Sub-group of languages
Kinship System The Dani community is a communal society. So if the house is seen as a physical unit that accommodates the personal activities of its inhabitants, in Dani society the unit of the house is sili. There are three kinship systems for the Dani community, namely kinship groups, community members, and territorial groups.
- The smallest kinship group in the Dani community is the extended family. This extended family consists of three or two nuclear families together living in a residential complex which is closed by a fence (five).
- Part of the community. The Dani community structure is a combination of several ukul (small clans) called ukul oak (large clans).

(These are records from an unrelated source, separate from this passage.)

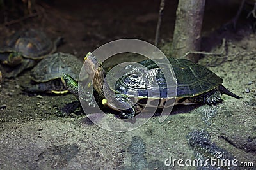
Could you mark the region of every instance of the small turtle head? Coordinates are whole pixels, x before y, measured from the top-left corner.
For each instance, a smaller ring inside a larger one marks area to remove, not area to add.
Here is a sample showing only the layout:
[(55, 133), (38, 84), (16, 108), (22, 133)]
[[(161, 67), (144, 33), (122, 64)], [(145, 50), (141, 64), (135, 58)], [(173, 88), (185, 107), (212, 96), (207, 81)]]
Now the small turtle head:
[(61, 76), (61, 81), (67, 90), (78, 96), (78, 82), (70, 76), (64, 74)]

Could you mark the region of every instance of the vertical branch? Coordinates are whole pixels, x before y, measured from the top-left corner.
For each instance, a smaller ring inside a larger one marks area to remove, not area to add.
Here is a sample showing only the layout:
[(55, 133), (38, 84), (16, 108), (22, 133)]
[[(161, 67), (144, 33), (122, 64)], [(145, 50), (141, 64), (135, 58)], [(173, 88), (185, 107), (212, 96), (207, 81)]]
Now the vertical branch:
[(156, 36), (155, 36), (155, 45), (156, 46), (157, 46), (158, 41), (159, 39), (160, 27), (161, 27), (161, 24), (162, 22), (163, 15), (164, 13), (164, 3), (165, 3), (165, 0), (161, 1), (159, 13), (159, 15), (158, 15), (158, 22), (157, 22), (157, 25), (156, 27)]
[[(200, 51), (201, 29), (205, 0), (179, 0), (172, 53), (174, 57), (183, 56), (189, 51)], [(186, 58), (196, 62), (199, 56), (190, 53)]]

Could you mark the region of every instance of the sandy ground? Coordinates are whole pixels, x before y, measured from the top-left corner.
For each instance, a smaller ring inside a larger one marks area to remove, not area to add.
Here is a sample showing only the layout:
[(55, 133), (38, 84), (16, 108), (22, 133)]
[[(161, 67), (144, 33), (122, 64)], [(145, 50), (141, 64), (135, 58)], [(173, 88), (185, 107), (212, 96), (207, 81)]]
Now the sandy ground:
[[(45, 10), (44, 16), (1, 25), (1, 40), (20, 27), (40, 28), (52, 39), (63, 36), (65, 43), (58, 51), (74, 54), (81, 60), (87, 52), (120, 38), (153, 43), (158, 1), (154, 1), (157, 6), (148, 4), (148, 8), (143, 8), (143, 1), (126, 5), (116, 1), (97, 3), (80, 2), (77, 6), (67, 1), (44, 5), (40, 8)], [(174, 2), (166, 5), (163, 45), (171, 38), (175, 5)], [(170, 157), (206, 160), (216, 158), (220, 152), (221, 158), (253, 163), (254, 167), (246, 169), (255, 169), (256, 35), (244, 18), (236, 31), (229, 27), (218, 29), (233, 16), (225, 12), (234, 11), (237, 6), (228, 8), (223, 4), (216, 11), (216, 6), (207, 5), (202, 50), (219, 53), (223, 38), (226, 43), (220, 56), (205, 55), (199, 63), (223, 78), (223, 85), (243, 99), (224, 95), (225, 101), (218, 107), (175, 107), (162, 123), (157, 114), (136, 130), (114, 132), (97, 126), (86, 115), (58, 117), (60, 108), (76, 100), (72, 94), (23, 92), (22, 85), (30, 82), (28, 70), (15, 79), (4, 77), (0, 85), (0, 169), (188, 169), (177, 162), (174, 167), (164, 165), (164, 161)], [(215, 20), (209, 22), (212, 17)], [(168, 53), (166, 46), (162, 49)], [(218, 166), (189, 167), (206, 168)], [(232, 166), (231, 169), (244, 169)]]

- Territorial group. The smallest territorial unit in the Dani ethnic community is the housing complex (uma) which is inhabited by extended patrilineal family groups (passed down to sons).

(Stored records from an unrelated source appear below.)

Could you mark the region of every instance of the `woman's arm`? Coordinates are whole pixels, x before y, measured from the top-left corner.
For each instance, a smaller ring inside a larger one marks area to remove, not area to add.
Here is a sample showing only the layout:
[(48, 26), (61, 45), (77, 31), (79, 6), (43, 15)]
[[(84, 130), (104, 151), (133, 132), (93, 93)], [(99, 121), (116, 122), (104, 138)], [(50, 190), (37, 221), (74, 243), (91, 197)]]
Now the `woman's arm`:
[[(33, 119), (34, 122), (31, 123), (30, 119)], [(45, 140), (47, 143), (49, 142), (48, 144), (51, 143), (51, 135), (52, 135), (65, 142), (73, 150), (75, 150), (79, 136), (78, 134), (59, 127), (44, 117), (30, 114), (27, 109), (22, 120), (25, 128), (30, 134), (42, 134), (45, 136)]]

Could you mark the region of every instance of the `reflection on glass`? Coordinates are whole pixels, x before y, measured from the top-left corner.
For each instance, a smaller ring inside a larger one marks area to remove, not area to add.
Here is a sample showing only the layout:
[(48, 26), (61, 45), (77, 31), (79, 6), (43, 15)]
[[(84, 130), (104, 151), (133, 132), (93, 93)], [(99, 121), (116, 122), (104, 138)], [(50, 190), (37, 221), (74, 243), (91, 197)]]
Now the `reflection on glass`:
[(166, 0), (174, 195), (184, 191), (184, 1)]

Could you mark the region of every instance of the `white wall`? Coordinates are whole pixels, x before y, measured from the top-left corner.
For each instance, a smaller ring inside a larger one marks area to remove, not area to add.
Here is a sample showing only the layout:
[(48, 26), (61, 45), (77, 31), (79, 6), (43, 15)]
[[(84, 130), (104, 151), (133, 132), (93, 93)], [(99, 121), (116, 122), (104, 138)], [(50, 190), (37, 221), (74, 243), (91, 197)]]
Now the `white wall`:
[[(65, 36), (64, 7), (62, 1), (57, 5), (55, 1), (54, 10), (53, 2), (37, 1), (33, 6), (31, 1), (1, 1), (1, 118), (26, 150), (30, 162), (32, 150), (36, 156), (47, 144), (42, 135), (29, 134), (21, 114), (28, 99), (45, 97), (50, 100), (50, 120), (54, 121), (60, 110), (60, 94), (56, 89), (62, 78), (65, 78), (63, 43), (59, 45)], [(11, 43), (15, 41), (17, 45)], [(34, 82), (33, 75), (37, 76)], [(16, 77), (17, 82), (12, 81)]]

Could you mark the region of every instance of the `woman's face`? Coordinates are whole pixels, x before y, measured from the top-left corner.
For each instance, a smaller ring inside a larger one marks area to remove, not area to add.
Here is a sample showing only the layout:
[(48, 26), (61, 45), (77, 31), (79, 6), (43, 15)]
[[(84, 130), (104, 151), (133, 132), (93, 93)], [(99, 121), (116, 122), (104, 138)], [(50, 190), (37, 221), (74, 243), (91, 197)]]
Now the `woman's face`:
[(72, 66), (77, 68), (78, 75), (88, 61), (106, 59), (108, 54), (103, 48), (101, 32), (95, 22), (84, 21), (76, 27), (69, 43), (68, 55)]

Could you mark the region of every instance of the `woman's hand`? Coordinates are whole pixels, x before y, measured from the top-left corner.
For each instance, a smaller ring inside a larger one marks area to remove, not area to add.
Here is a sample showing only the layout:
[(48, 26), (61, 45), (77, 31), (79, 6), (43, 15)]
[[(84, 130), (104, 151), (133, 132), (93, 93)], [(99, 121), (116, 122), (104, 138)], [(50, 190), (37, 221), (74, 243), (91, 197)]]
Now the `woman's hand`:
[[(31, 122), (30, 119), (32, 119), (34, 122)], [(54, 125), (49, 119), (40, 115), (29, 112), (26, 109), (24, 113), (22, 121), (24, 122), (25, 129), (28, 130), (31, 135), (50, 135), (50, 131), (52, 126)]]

Politics and Society There is no word leadership in Hubula, so ap kaintek and ap koktek are difficult to translate into Indonesian. The term ap itself in Hubula means an adult man, how come it means big, so ap kok literally means ‘big man’, the plural form of ap koktek. a man of authority (big man) is an anthropological term to describe the person who functions like a tribal chief. Meanwhile, cloth is more difficult to interpret in Indonesian, because it can mean a leader, a tribal chief, an influential person, an authoritative person. So ap kaintek means big influential men, and so ap kaintek means ‘big influential men’. These people are from the village level (oukul), confederation (ap logalek), to war alliance (oagum). For a higher level, it is called ap kain metek mele (a person who usually stands) means warlord. Meanwhile, in other terms, ap kaintek inetaga pogot (men whose names are skyrocketing) or ap koktek inetaga pogot (big men whose names are skyrocketing) are political leaders or warlords at the confederation or war alliance level. It needs to be understood from various levels of the Hubula community, it does not have just one leader but ap kaintek based on their past achievements in war and society. Among them there are those who are nicknamed ap etaga pogot (a man whose name is skyrocketing) if his achievements are very good in war. Customs of Honoring the Ancestors To honor their ancestors, the Dani tribe makes a symbol of their ancestors called Kaneka. Apart from that, there is also the Kaneka Hagasir, a religious ceremony for the welfare of people’s families and for starting and ending wars.